Logical (physical) address is relative to the start of the program(memory) and consists of two parts
- The right most m bits that represent the offset within the page (frame)
- The left most n bits that represent the page (frame number)
Offset remain the same.

Relocation

Extract the page number form logical address
Use page number as an index to retrieve the frame number in the page table
Add the "logical offset within the page" to the start of the physical frame Hardware implementation of address translation
The CPUs MMU intercept logical addresses
MMU uses a page table as above
The resulting physical address is put on the memory bus

Benefits - Ability to maintain more processes in memory through the use of virtual memory improves CPU utilisation

Page Tables

Present/absent bit - set if the page/frame is in memory
Modified bit/dirty bit - set if the page/frame has been modified
Referenced bit - Set if the page is or has been in use
Protection and sharing bits - read, write, execute etc

Multi-level

Large page tables cannot be store in registers, have to be in (virtual) main memory.
Able to page the page table, keep tree-like structures to hold page tables, no need to keep all page tables in memory all the time
Access Speed - Root page table is always stored in memory, rest is VM

Summary

Paging splits logical and physical address spaces into small pages/frames to reduce internal and external fragmentation
Virtual memory exploits the principle of locality and allows for processes to be loaded only partially into memory, large logical address space require 'different' approaches e.g paging a page table

Virtual Memory

Memory organisation of multi-level page tables.
Translation look aside buffers(TLBs) - Cache the most used page table entries, and searched in parallel. Associative memory. Locality states that processes make a large number of references to a small number of pages.

Inverted Page Tables

Normal - Proportional to the number of pages in virtual address space - can be prohibitive for modern machines Inverted - Size is proportional to the size of main memory. Contains only one entry for every frame. Uses a hash function that transforms page numbers into frame numbers so its quicker.

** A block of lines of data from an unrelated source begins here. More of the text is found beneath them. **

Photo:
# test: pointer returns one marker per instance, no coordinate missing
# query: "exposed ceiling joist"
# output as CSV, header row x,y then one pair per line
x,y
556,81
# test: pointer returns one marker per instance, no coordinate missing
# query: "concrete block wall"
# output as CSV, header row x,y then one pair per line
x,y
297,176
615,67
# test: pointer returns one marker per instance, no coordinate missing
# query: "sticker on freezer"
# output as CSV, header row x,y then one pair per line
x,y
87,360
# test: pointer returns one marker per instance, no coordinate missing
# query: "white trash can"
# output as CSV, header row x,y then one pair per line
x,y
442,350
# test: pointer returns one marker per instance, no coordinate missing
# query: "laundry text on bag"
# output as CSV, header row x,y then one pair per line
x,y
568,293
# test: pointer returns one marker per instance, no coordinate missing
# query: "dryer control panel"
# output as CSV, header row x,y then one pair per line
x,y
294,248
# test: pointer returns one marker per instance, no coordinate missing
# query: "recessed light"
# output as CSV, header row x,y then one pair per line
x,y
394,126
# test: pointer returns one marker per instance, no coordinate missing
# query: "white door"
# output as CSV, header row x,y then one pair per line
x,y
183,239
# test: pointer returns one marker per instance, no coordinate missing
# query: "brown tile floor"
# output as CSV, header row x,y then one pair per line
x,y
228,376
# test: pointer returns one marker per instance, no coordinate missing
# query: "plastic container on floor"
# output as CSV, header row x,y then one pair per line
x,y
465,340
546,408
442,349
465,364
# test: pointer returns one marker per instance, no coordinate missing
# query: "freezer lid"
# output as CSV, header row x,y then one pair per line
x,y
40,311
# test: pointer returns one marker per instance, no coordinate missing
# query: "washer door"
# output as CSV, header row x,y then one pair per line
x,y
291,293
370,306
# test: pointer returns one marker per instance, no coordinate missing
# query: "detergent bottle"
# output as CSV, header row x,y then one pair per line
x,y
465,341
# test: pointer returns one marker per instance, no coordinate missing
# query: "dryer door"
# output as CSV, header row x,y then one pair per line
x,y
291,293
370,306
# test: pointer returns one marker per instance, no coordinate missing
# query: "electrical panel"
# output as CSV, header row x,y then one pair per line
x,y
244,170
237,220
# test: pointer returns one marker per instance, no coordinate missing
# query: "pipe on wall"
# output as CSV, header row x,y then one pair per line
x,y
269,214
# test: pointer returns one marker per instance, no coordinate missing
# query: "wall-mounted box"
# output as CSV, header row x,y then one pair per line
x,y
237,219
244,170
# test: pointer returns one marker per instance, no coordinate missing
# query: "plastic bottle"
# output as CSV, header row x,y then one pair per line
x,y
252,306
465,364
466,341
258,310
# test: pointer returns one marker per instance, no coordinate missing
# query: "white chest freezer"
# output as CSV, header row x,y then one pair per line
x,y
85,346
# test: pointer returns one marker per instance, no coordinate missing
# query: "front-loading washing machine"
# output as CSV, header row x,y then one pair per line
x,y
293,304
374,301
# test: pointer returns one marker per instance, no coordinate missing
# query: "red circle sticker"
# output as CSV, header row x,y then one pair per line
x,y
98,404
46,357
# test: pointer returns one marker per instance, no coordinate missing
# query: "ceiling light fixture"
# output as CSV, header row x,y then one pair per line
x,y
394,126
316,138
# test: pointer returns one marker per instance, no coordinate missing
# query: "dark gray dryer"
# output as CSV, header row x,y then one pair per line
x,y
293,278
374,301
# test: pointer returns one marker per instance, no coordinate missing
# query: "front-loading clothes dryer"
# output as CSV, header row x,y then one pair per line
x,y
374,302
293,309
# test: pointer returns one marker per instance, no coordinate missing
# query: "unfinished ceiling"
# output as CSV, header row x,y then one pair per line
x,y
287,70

Frame Number - Index of the inverted page table
Process Identifier(PID) - The process that owns this page
Virtual Page Number (VPN) - We don't know if its in memory
Protection Bits - Read/Write/Execution
Chaining Pointer - The field points toward the next frame that has exactly the same VPN. Need to solve collisions

Advantages	Disadvantages
OS maintains a single inverted page table for all processes	Virtual-to-physical translation becomes much harder/slower
Saves lots of space	Hash tables eliminates the need of searching the whole inverted table, need to handle collisions

TLBs are particularly necessary to improve their performance. Pages are shuttled between primary and secondary memory.

Implementation Details

Avoid unnecessary pages and page replacement is important

$ma$ = denote the memory access time $p$ = page fault rate $pft$ = page fault time Effective access time is given by: $T_a = (1-p)\times ma+pft\times p$ Not considering TLBs here

Demand Paging - Starts process with no pages in memory. First instruction will immediately cause a page fault. Will keep occurring, but will stabilise over time until moving to the next locality. Pages only loaded when needed Working/Resident Set - Set of pages that are currently being used Pre-Paging - Once process is started, all expected pages loaded into memory. This reduce page fault rate and reduce time (multiple contiguously stored)

Page Replacement

OS decides which page to remove when new one loaded. Done by page replacement algorithms. Have to save time/prevent thrashing. (When the page is last used/modified etc)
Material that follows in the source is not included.